Understanding the Infrastructure Bills
Bipartisan bill passes, what could happen next
"Generations from now, people will look back and know this is when America won the economic competition for the 21st century," said President Joe Biden in a statement released late Fri., Nov. 5, 2021, shortly after the House of Representatives passed the $1.2 trillion bipartisan infrastructure bill by a 228-to-206 vote. Thirteen Republicans and all but six of the House Democrats voted for the bill and sent it to the President's desk to be signed into law.1
Progressives had threatened to vote against the measure but at the last minute agreed to support it after moderates promised they would back the companion social safety net and climate bill, officially known as the Build Back Better Act, provided an upcoming cost score by the Congressional Budget Office (CBO) showed that the plan would not add to the budget deficit.
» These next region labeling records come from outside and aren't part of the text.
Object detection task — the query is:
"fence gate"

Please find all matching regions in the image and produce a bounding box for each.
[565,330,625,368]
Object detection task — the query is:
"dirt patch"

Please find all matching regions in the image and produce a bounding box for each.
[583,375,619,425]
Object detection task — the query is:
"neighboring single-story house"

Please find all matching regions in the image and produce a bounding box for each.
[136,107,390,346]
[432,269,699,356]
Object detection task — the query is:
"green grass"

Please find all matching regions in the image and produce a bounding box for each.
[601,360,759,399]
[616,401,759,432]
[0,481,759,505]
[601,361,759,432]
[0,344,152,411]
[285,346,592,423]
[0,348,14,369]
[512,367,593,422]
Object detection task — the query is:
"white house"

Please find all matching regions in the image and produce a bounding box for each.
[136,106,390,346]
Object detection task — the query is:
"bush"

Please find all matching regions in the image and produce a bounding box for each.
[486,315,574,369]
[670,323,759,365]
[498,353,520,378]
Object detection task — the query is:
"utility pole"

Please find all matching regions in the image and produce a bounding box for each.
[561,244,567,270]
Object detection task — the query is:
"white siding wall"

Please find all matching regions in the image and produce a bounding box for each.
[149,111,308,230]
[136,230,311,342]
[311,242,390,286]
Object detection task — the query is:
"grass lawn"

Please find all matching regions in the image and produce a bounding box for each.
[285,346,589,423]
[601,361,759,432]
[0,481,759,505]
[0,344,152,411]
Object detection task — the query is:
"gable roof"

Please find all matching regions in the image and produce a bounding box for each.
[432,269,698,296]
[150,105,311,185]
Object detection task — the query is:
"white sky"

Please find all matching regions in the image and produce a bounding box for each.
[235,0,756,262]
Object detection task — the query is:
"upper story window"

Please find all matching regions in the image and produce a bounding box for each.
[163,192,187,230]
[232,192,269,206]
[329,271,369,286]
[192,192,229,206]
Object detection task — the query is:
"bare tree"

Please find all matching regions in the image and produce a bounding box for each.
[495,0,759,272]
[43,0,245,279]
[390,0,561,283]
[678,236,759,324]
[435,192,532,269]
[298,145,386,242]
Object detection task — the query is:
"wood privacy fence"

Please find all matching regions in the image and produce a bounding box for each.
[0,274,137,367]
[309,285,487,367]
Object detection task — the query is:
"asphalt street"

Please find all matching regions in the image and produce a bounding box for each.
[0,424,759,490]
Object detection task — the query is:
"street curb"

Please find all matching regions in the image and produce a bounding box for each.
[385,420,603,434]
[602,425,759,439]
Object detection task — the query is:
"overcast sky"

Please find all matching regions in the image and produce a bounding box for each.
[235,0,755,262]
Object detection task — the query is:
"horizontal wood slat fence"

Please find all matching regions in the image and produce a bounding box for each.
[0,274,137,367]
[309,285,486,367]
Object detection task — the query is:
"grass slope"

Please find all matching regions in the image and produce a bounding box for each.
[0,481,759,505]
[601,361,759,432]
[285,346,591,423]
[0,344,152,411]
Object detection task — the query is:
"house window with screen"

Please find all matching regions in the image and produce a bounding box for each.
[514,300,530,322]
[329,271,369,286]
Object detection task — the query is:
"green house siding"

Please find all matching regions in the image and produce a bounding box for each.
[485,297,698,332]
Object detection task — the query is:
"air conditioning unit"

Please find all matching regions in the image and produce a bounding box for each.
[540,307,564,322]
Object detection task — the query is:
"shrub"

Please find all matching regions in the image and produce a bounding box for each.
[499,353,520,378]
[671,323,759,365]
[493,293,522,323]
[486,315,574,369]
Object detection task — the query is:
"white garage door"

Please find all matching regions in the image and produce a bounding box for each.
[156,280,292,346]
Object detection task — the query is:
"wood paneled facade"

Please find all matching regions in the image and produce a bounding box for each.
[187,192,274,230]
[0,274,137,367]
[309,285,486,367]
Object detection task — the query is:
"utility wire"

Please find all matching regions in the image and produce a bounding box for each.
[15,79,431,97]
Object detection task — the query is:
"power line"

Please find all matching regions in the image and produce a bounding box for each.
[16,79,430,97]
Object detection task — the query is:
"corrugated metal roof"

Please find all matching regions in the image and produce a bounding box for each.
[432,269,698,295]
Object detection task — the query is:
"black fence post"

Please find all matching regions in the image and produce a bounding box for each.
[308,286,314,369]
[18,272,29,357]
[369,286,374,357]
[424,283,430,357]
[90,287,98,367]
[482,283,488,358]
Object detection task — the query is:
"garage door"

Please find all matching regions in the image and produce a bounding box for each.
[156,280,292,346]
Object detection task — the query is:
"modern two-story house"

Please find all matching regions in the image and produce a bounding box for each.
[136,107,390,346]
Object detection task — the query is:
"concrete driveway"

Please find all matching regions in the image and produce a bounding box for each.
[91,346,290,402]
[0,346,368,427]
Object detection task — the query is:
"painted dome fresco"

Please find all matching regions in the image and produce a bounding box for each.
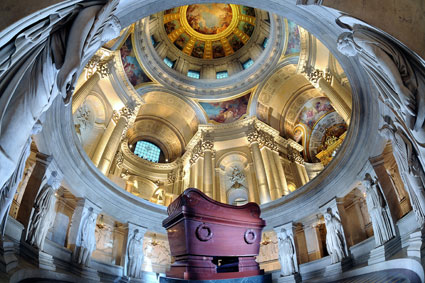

The CBO score and vote on the bill is expected the week of Nov. 15.1 The latest version of Build Back Better, released by the House Budget Committee on Nov. 5, calls for a total outlay of $1.75+ trillion versus the $3.5 trillion price tag announced earlier.2
"The Build Back Better Act will be a once-in-a-generation investment in our people," the president said. "It will lower bills for healthcare, child care, elder care, prescription drugs, and preschool. And middle-class families get a tax cut."1 The current Build Back Better plan will require the support of all 50 Democratic senators since no Republicans are expected to support the legislation.